CTGradient contains an incredible diversity of built-in gradients, gradient styles, and methods for creating fancy rainbows, radial gradients, linear gradients, aqua gradients, and a number of other interesting class and instance methods. It allows you to dynamically alter gradients by adding or removing colors, changing the level of transparency, filling NSRects or NSBezierPaths, rotating the gradient, etc. For demonstration purposes, all these features are excellent. For production, this is a nightmare.
CTGradient.m weighs in at over 1300 lines of code.

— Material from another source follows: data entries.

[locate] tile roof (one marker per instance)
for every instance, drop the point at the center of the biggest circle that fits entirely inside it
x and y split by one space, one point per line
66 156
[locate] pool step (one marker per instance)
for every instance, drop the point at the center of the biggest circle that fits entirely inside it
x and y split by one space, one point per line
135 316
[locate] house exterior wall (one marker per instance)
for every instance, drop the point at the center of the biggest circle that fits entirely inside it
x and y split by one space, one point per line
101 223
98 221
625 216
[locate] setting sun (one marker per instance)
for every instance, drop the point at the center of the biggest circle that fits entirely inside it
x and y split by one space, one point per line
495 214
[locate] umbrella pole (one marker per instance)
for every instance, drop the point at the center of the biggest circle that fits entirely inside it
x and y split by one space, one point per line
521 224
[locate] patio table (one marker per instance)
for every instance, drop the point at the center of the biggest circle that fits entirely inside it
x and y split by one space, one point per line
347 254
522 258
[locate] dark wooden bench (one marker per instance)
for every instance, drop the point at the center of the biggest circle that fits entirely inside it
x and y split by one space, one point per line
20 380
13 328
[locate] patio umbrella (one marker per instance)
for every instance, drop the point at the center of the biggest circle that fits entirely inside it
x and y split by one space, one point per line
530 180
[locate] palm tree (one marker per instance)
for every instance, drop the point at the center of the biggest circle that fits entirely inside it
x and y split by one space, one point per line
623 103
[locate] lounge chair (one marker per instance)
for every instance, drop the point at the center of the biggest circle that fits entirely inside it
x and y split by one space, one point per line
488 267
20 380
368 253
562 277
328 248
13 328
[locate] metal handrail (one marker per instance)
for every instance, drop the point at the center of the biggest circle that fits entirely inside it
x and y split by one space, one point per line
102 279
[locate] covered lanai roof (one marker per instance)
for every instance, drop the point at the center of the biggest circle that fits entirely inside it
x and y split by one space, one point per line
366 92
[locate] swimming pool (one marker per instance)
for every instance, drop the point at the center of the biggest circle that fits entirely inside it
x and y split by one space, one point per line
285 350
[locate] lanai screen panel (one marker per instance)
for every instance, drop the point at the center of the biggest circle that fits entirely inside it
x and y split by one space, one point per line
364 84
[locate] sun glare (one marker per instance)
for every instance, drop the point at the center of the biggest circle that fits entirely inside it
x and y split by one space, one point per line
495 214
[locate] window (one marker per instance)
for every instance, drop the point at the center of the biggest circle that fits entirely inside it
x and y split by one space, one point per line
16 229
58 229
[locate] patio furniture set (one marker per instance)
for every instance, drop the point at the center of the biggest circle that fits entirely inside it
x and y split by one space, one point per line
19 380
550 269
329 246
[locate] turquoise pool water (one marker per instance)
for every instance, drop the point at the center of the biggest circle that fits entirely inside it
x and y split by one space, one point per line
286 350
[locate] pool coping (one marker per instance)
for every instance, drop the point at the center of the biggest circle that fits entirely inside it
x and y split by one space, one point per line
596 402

Ignoring Mr. Weider’s unique style of formatting, take a look through the code. If you’re putting this class in an application, you can immediately remove over a thousand lines. Just like that. But if you take some time to understand what’s going on, you can optimize this thing till it runs like a Ferrari.

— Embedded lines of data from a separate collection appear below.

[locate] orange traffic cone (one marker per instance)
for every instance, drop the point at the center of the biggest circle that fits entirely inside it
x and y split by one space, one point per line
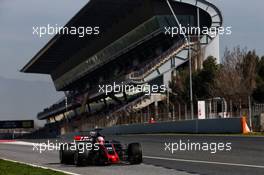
245 128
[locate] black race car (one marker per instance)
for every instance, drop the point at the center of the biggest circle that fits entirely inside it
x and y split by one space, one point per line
86 150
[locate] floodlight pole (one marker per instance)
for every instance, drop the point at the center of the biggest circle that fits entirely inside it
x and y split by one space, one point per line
188 41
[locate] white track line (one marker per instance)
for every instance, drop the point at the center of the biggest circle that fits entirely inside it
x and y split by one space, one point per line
38 166
205 162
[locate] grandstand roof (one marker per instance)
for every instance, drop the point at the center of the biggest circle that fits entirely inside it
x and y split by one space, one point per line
103 13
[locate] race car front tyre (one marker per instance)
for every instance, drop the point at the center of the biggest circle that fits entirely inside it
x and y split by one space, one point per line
135 153
66 156
78 160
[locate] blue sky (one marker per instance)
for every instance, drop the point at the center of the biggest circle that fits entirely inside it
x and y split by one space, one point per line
18 45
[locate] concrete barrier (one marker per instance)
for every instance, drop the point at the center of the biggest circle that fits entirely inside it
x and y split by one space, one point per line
206 126
227 125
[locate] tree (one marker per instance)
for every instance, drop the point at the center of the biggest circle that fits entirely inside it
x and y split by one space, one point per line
258 93
203 80
236 78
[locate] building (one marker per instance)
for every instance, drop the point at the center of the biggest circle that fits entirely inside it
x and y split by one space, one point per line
129 43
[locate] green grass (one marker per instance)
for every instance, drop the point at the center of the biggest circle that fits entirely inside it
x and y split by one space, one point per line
11 168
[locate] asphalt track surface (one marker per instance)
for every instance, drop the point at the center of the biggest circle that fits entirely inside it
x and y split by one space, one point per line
245 157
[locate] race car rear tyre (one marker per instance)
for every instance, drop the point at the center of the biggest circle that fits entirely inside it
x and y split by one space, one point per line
135 153
78 159
66 156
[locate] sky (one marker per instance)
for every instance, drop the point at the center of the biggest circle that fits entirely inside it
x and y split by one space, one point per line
18 45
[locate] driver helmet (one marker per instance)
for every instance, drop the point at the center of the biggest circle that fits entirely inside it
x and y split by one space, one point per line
100 140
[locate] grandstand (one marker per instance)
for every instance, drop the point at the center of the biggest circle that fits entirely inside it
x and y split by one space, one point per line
131 49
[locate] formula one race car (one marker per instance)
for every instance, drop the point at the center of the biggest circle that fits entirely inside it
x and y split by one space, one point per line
94 150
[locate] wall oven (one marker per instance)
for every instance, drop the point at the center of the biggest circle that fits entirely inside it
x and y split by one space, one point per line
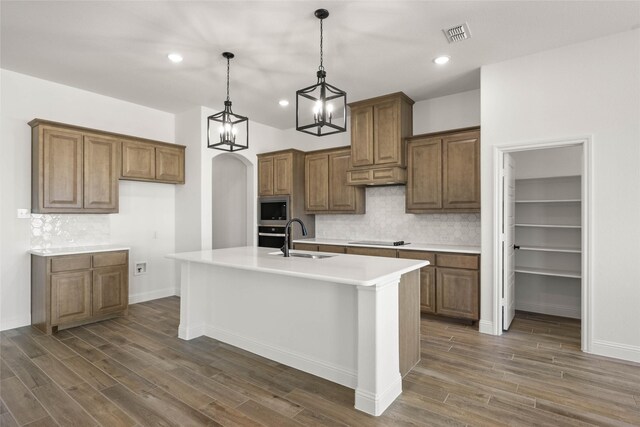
273 214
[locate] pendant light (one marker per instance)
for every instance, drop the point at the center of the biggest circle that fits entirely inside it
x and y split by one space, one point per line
227 131
321 109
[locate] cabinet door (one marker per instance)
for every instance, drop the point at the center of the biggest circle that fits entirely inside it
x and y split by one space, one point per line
62 169
428 290
170 164
362 136
265 176
386 133
461 174
316 178
342 197
110 290
70 297
282 174
100 173
424 184
457 293
138 160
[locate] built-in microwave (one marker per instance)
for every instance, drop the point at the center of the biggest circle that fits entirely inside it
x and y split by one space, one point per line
273 210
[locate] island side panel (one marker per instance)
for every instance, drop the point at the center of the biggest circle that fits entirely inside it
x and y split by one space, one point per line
193 297
308 324
379 380
409 320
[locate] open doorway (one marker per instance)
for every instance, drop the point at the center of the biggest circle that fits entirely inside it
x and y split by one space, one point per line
230 218
544 230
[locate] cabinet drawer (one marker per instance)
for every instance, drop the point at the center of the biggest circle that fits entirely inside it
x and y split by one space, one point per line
331 248
107 259
70 263
305 247
427 256
389 253
458 261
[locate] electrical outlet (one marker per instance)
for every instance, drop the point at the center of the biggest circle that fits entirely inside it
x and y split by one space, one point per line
140 268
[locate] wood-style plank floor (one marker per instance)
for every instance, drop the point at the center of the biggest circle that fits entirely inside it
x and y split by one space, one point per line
134 371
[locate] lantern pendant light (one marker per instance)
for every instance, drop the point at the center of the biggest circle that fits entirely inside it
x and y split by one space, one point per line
227 131
321 109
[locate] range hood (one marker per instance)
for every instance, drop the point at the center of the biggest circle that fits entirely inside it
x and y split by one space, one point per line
379 127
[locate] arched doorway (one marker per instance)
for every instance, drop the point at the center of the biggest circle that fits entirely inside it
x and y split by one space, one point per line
230 201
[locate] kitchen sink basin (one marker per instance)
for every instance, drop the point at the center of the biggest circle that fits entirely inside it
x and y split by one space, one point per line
303 255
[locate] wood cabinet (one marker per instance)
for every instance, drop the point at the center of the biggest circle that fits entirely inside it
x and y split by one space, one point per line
72 290
444 172
277 172
73 171
450 286
326 189
379 127
76 169
152 161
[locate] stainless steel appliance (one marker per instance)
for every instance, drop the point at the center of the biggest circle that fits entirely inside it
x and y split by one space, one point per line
270 236
273 210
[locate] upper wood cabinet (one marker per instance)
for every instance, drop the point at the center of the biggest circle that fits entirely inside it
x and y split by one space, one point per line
76 169
277 172
444 172
378 129
73 170
326 189
152 161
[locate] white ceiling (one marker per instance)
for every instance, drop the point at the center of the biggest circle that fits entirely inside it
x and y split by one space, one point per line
119 48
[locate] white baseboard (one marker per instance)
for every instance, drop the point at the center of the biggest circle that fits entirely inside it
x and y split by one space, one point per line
16 322
148 296
616 350
550 309
337 374
486 327
376 404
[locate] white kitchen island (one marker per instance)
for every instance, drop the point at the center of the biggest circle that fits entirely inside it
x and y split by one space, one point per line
335 317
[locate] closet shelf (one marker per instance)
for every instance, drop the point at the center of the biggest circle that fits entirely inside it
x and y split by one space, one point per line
548 226
550 201
550 249
548 272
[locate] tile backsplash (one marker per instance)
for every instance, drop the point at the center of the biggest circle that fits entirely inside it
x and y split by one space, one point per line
52 231
386 220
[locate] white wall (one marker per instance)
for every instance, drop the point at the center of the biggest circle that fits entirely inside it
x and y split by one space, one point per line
194 202
447 112
143 222
565 161
588 89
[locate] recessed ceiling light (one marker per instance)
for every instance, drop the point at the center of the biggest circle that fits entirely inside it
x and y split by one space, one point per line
175 57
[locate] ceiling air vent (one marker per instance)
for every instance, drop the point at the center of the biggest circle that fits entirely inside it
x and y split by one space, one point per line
457 33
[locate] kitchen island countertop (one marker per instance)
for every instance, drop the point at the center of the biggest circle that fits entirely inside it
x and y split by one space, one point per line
412 246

You’ll notice Trimmit uses a gradient background for it’s window. Let’s cut down CTGradient until it matches the level of optimization of Trimmit’s gradient code.
Clear the junk
Firstly, let’s remove the methods we know for sure we won’t need. Remove the following methods completely from both the interface and the implementation (scroll down for more):
// We don't need the preset gradients
+ (id)dividerGradient;
+ (id)statusBarGradient;
+ (id)aquaSelectedGradient;
+ (id)aquaNormalGradient;
+ (id)aquaPressedGradient;
+ (id)unifiedSelectedGradient;
+ (id)unifiedNormalGradient;
+ (id)unifiedPressedGradient;
+ (id)unifiedDarkGradient;
+ (id)sourceListSelectedGradient;
+ (id)sourceListUnselectedGradient;
+ (id)rainbowGradient;
+ (id)hydrogenSpectrumGradient;
// We won't make any drastic modifications to the gradient once created
- (CTGradient *)gradientWithAlphaComponent:(float)alpha;
- (CTGradient *)addColorStop:(NSColor *)color atPosition:(float)position;
- (CTGradient *)removeColorStopAtIndex:(unsigned)index;
- (CTGradient *)removeColorStopAtPosition:(float)position;
- (CTGradientBlendingMode)blendingMode;
- (NSColor *)colorStopAtIndex:(unsigned)index;
- (NSColor *)colorAtPosition:(float)position;
// Now we don't need to conform to the NSCopying and NSCoding protocols
- (id)copyWithZone:(NSZone *)zone;
- (void)encodeWithCoder:(NSCoder *)coder;
- (id)initWithCoder:(NSCoder *)coder;
// We only need to fill a simple NSRect
- (void)drawSwatchInRect:(NSRect)rect;
- (void)radialFillRect:(NSRect)rect;
- (void)fillBezierPath:(NSBezierPath *)path angle:(float)angle;
- (void)radialFillBezierPath:(NSBezierPath *)path;
// Remove the entire (Private) category;
// but leave -addElement:
- (void)_commonInit;
// move setBlendingMode code into init
- (void)setBlendingMode:(CTGradientBlendingMode)mode;
- (CTGradientElement *)elementAtIndex:(unsigned)index;
- (CTGradientElement)removeElementAtIndex:(unsigned)index;
- (CTGradientElement)removeElementAtPosition:(float)position;
The following C functions are now unused:
static void chromaticEvaluation(void *info, const float *in, float *out);
static void inverseChromaticEvaluation(void *info, const float *in, float *out);
static void transformRGB_HSV(float *components);
static void transformHSV_RGB(float *components);
static void resolveHSV(float *color1, float *color2);
And also remove the following from the header:
typedef enum _CTBlendingMode
{
CTLinearBlendingMode,
CTChromaticBlendingMode,
CTInverseChromaticBlendingMode
} CTGradientBlendingMode;
Remove the <protocols> and unnecessary instance variables so the interface looks like this:
@interface CTGradient : NSObject {
CTGradientElement* elementList;
CGFunctionRef gradientFunction;
}
+ (id)gradientWithBeginningColor:(NSColor *)begin endingColor:(NSColor *)end;
- (void)fillRect:(NSRect)rect angle:(float)angle;
- (void)addElement:(CTGradientElement *)newElement;
@end
Before we go further, we’ll need to take a detour and fix the remaining code so that it compiles. That’s easy enough - just remove any references to code we’ve removed.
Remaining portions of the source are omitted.